The Idaho Supreme Court ruled 5-0 to allow the former teacher’s claim of implied defamation against an Oregon TV station to go to trial. But it held that similar claims against USA Today and an Idaho TV station, as well as two reporters, did not constitute implied defamation, which is communication that is not defamatory on its face but through context or omission of certain facts.
The nuanced ruling came March 4 in Verity v. USA Today. And since it is an allegedly careless summary of the facts that now has the Oregon TV station facing potential liability for defamation, it is worth a somewhat detailed discussion of those facts.
James Verity taught middle school and coached sports at the Crook County school district in Prineville, Ore., from 1998 to 2005. In the spring of 2005, court papers say, Verity began an inappropriate relationship with an 18-year-old female student, which involved many text messages, phone conversations, and notes between the two. The relationship escalated to “inappropriate physical contact” of a “sexual nature,” the Idaho Supreme Court said, but there was no evidence the pair engaged in sexual intercourse.
School district officials learned of the relationship, and after an investigation, Verity agreed to a settlement in which he resigned from the district. The Oregon Teaching Standards and Practices Commission investigated and revoked Verity’s teaching license in 2006. A year later, Verity applied for reinstatement, based on a psychologist’s recommendation that Verity could return to teaching if he remained in counseling. But a second psychologist concluded that Verity should not be left with female students 12 and older. The commission declined to reinstate Verity’s license.
In 2008, Verity applied for an Idaho teaching license, disclosing that his Oregon license had been revoked. After his application was initially denied, Verity continued with counseling and appealed to the Idaho Department of Education’s professional standards commission, which approved his license.
Verity worked in the Caldwell school district from 2010 to 2014, and he was working in the Vallivue school district from 2014 to 2016 when USA Today and its investigative reporter Stephen Reilly published an extensive story about flaws in teacher screening that allowed teachers with troubled pasts to find new jobs. The report was a finalist for the Pulitzer Prize in investigative reporting in 2017.
Verity’s tale was highlighted in a sidebar story as part of the USA Today package. Reilly reported that Verity had disclosed to his principal in the Vallivue district that his license had been revoked in Oregon. But he quoted the superintendent of the Caldwell district as saying he was unaware of the license revocation when Verity was hired there.
KGW-TV, in Portland, Ore., and KTVB-TV, in Boise, Idaho, both aired reports based on the USA Today story, which led Verity to resign. Verity and his wife, Sarahna, sued the three outlets for defamation and other state-law claims.

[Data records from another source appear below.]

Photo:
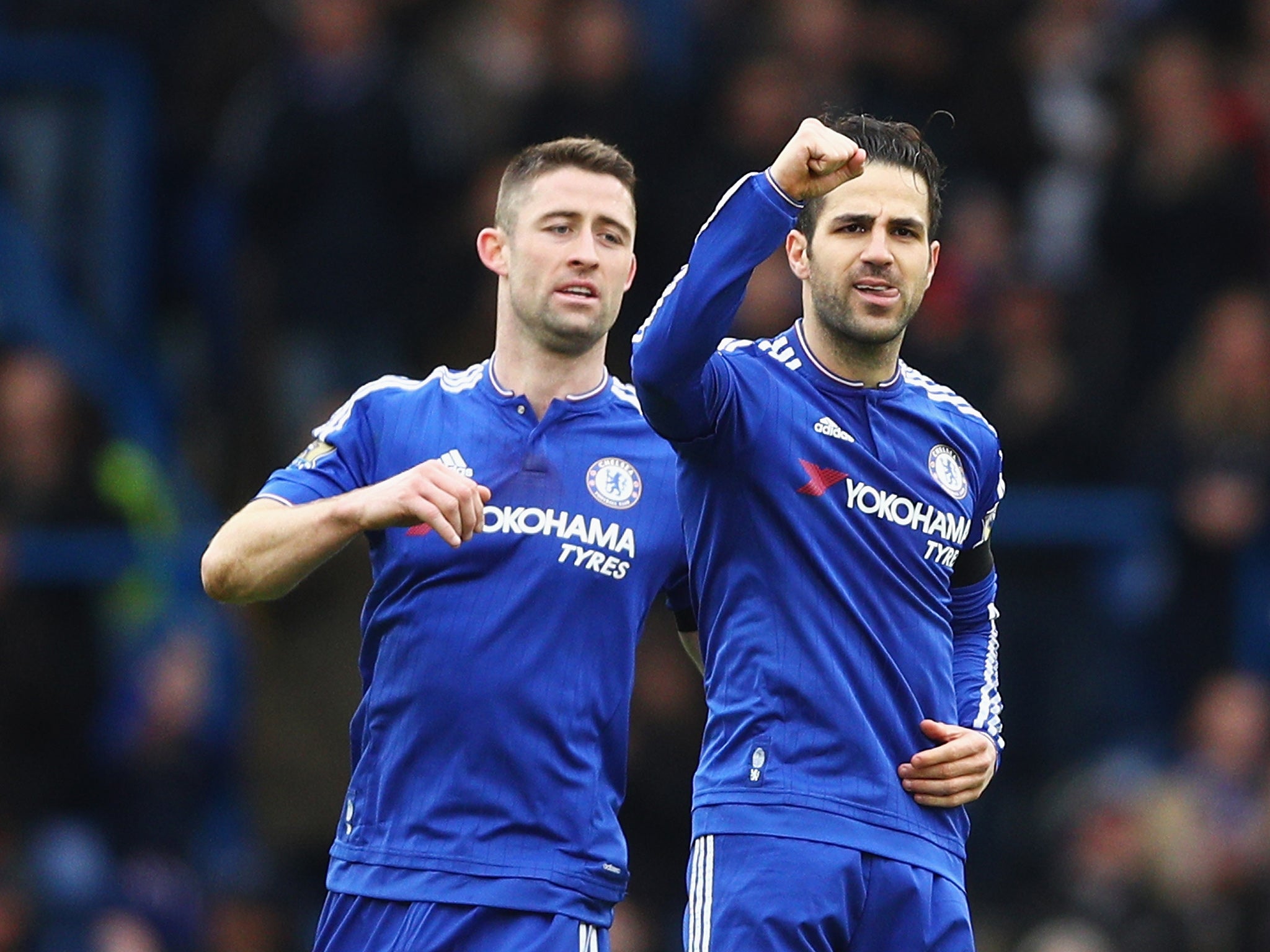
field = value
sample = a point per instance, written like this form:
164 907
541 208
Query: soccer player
837 507
521 518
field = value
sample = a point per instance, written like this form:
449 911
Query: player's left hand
953 774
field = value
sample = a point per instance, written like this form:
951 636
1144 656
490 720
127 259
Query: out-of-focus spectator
473 76
1207 444
827 33
1101 879
1036 403
1070 50
1222 404
321 146
773 300
1206 822
1067 935
978 260
1179 186
51 645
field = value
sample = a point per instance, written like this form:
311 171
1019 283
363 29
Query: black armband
973 565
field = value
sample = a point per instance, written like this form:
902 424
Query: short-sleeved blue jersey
824 521
489 747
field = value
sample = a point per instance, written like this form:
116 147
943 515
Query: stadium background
220 216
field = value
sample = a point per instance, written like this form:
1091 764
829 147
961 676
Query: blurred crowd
322 169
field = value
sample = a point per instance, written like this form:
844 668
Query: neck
526 367
871 364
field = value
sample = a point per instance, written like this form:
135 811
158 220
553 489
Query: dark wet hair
892 144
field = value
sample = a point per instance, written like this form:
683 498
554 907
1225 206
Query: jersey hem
794 822
586 886
517 892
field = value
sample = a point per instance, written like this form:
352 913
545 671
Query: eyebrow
602 219
868 220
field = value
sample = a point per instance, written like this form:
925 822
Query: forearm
267 547
696 311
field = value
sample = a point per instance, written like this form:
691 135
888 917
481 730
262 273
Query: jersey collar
817 372
591 398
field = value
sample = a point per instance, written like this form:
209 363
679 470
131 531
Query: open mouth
877 293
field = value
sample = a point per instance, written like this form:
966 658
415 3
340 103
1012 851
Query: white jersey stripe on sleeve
709 895
988 718
696 895
451 381
678 277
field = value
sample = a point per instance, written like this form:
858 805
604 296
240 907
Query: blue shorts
362 924
770 894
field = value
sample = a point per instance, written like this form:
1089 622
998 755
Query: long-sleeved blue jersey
489 747
824 522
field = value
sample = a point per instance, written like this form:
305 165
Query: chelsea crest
946 469
614 483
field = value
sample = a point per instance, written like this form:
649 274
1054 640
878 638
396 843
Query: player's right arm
269 547
670 362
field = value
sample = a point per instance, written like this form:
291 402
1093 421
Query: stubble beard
851 332
557 333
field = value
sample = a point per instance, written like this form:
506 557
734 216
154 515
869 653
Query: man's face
569 258
870 260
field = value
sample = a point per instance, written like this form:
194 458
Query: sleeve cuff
779 191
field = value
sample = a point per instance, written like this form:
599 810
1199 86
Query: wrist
781 190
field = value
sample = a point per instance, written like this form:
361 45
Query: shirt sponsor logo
890 507
830 428
946 469
614 483
531 521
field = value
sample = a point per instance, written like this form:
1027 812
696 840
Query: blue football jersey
489 747
824 522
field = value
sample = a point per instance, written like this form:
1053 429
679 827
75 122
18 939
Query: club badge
614 483
946 469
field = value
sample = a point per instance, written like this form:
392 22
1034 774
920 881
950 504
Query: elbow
219 576
215 576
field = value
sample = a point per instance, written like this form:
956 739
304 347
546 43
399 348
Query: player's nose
585 252
878 250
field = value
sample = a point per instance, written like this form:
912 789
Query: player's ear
935 260
492 250
630 276
798 252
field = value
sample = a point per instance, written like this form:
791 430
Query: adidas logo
454 460
831 430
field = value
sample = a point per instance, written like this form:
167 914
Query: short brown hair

A state trial court allowed the claims to go forward against all three organizations on the theory that their reports implied three false assertions: that Verity was a danger to female students; that he had deceived Idaho officials by hiding his past misconduct; and that he had committed a crime by having sex with a minor.

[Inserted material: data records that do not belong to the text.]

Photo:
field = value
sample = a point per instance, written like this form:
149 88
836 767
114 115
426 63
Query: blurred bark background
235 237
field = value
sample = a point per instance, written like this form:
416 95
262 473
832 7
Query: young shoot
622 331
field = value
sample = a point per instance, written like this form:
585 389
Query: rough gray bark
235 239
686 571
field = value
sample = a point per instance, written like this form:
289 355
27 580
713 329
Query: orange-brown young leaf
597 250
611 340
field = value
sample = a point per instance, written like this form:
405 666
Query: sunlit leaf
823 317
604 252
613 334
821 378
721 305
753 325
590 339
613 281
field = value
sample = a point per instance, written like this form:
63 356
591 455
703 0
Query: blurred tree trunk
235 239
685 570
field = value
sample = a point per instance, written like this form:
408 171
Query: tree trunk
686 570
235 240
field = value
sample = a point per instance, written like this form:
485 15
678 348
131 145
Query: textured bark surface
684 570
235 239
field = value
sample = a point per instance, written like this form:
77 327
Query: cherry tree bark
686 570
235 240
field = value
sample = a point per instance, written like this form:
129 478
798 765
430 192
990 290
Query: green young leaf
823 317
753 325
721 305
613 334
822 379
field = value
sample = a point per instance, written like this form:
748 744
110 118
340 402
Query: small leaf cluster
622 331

The Idaho Supreme Court granted appeal and ruled on several issues. First, it held that Verity was not a public official or figure for purposes of libel law, which is significant because it means he would not have to prove that the news organizations acted with actual malice. Public officials are viewed as voluntary participants in the “rough-and-tumble” of the public arena, the state high court noted.
“Verity lacked access to a bully pulpit and the USA Today article was published nationally, so any influence Verity could have had to defend his reputation as a public schoolteacher would be minuscule,” the court said.

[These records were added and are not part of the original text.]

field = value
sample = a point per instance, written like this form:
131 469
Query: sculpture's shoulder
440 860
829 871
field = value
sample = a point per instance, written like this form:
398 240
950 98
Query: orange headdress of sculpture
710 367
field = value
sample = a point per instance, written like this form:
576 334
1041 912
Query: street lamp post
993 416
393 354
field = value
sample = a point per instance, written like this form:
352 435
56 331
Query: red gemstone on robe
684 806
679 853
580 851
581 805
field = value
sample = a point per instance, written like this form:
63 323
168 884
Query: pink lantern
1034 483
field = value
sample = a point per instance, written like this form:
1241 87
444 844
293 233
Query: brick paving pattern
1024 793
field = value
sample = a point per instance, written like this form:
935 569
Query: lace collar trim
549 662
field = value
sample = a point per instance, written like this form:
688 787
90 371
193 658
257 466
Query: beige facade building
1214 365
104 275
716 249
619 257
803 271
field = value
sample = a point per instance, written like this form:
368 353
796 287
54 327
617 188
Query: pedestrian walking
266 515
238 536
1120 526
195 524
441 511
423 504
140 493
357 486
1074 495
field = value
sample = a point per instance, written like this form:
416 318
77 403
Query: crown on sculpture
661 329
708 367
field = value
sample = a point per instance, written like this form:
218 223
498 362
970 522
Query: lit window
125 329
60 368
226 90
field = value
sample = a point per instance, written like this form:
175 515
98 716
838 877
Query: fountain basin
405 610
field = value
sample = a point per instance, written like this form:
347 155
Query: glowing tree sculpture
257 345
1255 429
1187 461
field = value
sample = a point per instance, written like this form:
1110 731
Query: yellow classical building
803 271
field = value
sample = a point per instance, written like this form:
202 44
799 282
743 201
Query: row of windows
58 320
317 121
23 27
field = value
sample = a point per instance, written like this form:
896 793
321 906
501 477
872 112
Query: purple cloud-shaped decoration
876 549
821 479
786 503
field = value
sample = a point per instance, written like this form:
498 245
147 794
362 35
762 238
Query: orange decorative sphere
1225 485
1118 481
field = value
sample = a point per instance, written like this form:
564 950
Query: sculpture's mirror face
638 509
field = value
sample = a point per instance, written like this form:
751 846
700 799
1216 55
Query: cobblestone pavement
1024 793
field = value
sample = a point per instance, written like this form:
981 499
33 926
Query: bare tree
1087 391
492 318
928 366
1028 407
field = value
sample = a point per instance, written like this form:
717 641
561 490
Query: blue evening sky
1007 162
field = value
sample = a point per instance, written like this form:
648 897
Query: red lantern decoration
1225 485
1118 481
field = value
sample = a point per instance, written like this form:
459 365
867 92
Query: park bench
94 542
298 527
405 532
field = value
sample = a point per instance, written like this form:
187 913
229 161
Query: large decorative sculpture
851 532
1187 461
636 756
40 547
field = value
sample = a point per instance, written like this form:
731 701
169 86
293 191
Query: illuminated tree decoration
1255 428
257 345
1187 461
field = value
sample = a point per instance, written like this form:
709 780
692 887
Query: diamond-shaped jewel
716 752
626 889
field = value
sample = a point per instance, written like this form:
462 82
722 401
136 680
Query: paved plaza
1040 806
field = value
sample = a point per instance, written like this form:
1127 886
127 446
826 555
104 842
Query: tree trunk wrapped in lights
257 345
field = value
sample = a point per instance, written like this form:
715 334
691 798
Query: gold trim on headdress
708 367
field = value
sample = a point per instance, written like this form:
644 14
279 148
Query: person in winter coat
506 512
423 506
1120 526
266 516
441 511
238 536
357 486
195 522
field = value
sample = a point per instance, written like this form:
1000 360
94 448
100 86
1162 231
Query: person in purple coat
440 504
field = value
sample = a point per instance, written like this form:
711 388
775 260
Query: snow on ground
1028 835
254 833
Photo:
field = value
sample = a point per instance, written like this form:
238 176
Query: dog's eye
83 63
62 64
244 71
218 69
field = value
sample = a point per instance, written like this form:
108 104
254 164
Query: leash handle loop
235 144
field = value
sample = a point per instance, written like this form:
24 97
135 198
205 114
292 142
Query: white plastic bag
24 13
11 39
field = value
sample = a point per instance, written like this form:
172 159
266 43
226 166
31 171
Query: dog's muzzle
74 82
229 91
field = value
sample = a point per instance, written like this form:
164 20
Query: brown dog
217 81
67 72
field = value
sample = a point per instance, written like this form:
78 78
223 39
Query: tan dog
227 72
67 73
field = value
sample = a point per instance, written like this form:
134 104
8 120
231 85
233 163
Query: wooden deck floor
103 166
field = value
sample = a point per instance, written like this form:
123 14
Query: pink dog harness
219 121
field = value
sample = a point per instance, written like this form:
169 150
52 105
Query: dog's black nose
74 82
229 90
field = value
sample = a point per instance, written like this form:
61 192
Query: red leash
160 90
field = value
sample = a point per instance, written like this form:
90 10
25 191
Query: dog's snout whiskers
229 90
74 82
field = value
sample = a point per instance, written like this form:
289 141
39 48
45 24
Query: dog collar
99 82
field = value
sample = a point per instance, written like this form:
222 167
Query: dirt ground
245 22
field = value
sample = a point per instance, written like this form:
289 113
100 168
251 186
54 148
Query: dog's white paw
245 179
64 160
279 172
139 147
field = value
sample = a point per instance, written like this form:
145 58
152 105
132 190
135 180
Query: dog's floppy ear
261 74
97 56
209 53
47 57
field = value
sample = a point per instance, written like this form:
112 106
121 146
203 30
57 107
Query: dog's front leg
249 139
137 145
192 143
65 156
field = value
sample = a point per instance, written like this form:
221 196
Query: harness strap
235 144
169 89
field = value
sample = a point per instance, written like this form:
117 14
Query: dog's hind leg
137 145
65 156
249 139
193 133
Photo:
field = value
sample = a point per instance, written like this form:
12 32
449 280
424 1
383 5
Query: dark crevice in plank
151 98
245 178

The court noted that states have split on the issue of whether teachers are public officials, but “we hold that in Idaho a public teacher working in a teaching capacity will rarely, if ever, qualify as a public official.”
The court discussed at some length the elements of implied defamation under Idaho law before applying those standards to the news reports challenged by Verity.
The court said the USA Today and KTVB reports were specific in stating that a psychologist had recommended that Verity not be left with female students over the age of 12, both for their protection and his. The court said USA Today never implied that Verity had sex with a minor. KTVB was imprecise in its description, but did state that the student in a relationship with Verity was 18, the court said. And both outlets focused blame on state reporting systems and the national database for the fact that Verity could obtain an Idaho license after his Oregon license was revoked.
With respect to KGW, the state high court allowed one claim to go to a jury: that the station’s report aired statements that Verity had a “sexual relationship with a student,” and that he had been disciplined for it.
“KGW never mentioned the student was 18, nor did it clarify the nature of the sexual contact,” the court said. “The nature of the broadcast and its context also plays into this conclusion, leaving for a jury to consider whether KGW intended or endorsed the idea that Verity committed a sexual crime against a minor.”
This case will continue against one defendant, but the episode holds lessons for educators and the news media.